FIG. 1 is a network diagram that illustrates an exemplary cloud computing platform 100 in accordance with embodiments of the invention. The computing system 100 shown in FIG. 1 is merely exemplary and is not intended to suggest any limitation as to scope or functionality. Embodiments of the invention are operable with numerous other configurations. With reference to FIG. 1, the computing system 100 includes a cloud computing platform 110, cloud applications 120, and client devices 130.


The cloud computing platform 110 is configured to execute cloud applications 120 requested by the client devices 130. The cloud computing platform 110 connects to the client devices 130 via a communications network, such as a wireless network, local area network, wired network, or the Internet. The cloud computing platform 110 includes several computing devices that execute the cloud applications. In some embodiments, the computing devices are multiprocessor devices. Each multiprocessor device may include a host virtual machine and guest virtual machines supported by a hypervisor. The host operating system typically manages all of the resources in the multiprocessor devices. When using virtualization technology on the multiprocessor devices, the hypervisors work together with the operating system to manage the resources and to support virtual machines running on the multiprocessor devices.


The cloud applications 120 are available to the client devices 130. The software executed on the cloud computing platform 110 implements the cloud applications 120. In one embodiment, guest virtual machines in the cloud computing platform 110 execute the cloud applications 120. The cloud applications 120 may include editing applications, network management applications, finance applications, or any application requested or developed by the client devices 130.

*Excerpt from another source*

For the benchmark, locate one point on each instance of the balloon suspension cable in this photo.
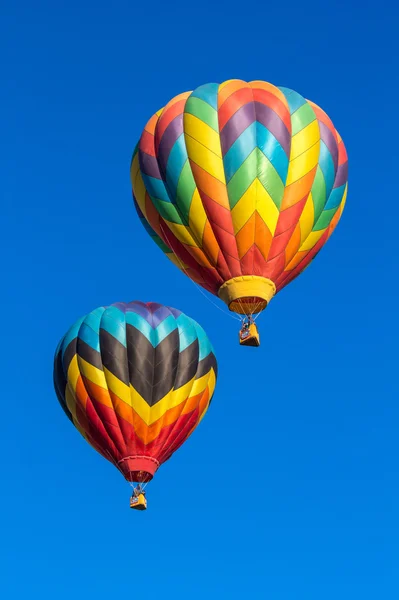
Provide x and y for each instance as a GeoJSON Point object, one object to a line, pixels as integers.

The cloud computing platform 110 may be instructed to generate a debuggable dump file for a specified guest virtual machine. The debuggable dump file is parsed by a debugger to allow an administrator or developer to diagnose and cure defects in software resources. The debuggable dump file provides a consistent snapshot of the state of a guest virtual machine executing in the cloud computing platform 110. The cloud computing platform 110 suspends all virtual processors in the guest virtual machine when generating the debuggable dump file to prevent an application process from modifying the memory contents during generation of the debuggable dump file. This ensures that the relationship between objects stored in memory is captured correctly as they existed just prior to a request to generate the debuggable dump file.


The client devices 130 are utilized by a user to interact with cloud applications 120 provided by the cloud computing platform 110. The client devices 130, in some embodiments, register with the cloud computing platform 110 to access the cloud applications 120. Any client device 130 with an account from the cloud computing platform 110 may access the cloud applications 120 and other resources provided in the cloud computing platform 110. The client devices 130 include, without limitation, personal digital assistants, smart phones, laptops, personal computers, gaming systems, set-top boxes, or any other suitable client computing device. The client devices 130 may communicate with the cloud computing platform 110 to receive information from, or to access application processes associated with, the cloud applications 120.

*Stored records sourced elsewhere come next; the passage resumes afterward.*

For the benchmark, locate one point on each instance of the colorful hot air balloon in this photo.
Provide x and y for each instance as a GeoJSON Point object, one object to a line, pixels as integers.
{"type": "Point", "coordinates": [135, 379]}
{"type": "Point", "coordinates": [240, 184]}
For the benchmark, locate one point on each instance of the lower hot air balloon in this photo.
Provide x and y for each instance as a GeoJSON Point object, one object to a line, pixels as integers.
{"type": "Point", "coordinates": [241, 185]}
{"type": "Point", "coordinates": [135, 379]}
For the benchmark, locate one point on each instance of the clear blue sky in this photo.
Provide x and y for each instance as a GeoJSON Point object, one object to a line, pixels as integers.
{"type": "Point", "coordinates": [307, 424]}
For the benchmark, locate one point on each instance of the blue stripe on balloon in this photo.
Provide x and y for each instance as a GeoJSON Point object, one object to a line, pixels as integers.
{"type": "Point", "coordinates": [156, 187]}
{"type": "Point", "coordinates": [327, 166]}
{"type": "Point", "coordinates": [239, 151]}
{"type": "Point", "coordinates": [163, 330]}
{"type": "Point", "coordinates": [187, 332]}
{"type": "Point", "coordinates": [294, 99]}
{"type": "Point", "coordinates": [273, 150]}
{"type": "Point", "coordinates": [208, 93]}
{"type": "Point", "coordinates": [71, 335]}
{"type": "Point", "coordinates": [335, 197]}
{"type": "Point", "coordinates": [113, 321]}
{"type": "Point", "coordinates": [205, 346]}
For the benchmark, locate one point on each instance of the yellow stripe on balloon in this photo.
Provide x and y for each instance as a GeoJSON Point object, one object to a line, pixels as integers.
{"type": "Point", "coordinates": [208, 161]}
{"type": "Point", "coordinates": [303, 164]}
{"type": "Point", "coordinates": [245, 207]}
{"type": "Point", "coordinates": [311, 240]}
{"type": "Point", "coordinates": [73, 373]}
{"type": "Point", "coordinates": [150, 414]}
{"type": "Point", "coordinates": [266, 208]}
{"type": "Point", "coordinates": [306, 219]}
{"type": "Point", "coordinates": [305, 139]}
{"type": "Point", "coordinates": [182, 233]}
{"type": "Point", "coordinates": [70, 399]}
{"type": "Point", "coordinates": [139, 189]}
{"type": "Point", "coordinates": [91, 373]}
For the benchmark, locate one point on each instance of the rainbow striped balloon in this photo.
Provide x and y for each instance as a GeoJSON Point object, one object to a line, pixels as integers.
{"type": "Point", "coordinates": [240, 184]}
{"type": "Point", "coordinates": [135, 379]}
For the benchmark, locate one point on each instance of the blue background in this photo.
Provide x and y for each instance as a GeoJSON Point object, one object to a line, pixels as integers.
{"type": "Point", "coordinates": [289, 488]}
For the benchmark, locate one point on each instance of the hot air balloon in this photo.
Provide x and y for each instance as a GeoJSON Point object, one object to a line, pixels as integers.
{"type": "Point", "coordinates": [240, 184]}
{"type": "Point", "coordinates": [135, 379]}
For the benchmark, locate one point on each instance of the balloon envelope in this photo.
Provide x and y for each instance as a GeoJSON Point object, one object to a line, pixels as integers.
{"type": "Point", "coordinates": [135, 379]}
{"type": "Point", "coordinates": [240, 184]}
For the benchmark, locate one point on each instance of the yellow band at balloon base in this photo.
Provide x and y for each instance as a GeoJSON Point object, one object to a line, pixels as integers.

Accordingly, the computing system 100 is configured with a cloud computing platform 110 that provides cloud applications 120 to the client devices 130. The cloud applications 120 remove the burden of updating and managing multiple local client applications on the client devices 130.


In certain embodiments, the cloud computing platform provides computing devices that may run virtualization software. A computing device may include a host virtual machine and guest virtual machines supported by a hypervisor. The host virtual machines may execute a host operating system. The guest virtual machines may execute guest operating systems and applications in parallel with the host operating system executed by the host virtual machines. The hypervisor allows the host virtual machines and guest virtual machines to share common resources, e.g. input resources, output resources, etc. All the virtual processors in the guest virtual machines are paused when generating the debuggable dump file.



FIG. 2 is a block diagram that illustrates an exemplary computing device configured to generate a debuggable dump file 240 in the exemplary cloud computing platform. The exemplary cloud computing device includes a host virtual machine 210 running a host operating system 212, guest virtual machine 220, and a hypervisor 230.


The hypervisor 230 may be used to virtualize the resources of the computing device. The hypervisor 230 provides several virtual machines executing on a single computing device. A host virtual machine 210 with a host operating system 212 manages the hardware resources on the computing device. In one embodiment, the hypervisor 230 and host operating system 212 work together to manage each of the guest virtual machines 220. Each guest virtual machine 220 may also execute operating systems that differ from the host operating system 212.


The host operating system 212 is executed by the host virtual machine 210 to provide memory management and to allow the computing device to install and execute multiple applications and processes corresponding to the applications. In one embodiment, the host operating system 212 is a Windows™ operating system. The host operating system 212 controls memory management and attempts to reduce resource contention. The host operating system 212 provides numerous data structures and procedures that are available to reduce resource contention among the application processes executed on the host virtual machine 210.


The host operating system 212 is instructed to generate a debuggable dump file for a guest virtual machine 220 executing in the computing device. The host operating system 212 manages access to storage resources, computation resources, and rendering resources of the computing device. The host operating system 212 also receives commands from the administrator of the cloud computing platform.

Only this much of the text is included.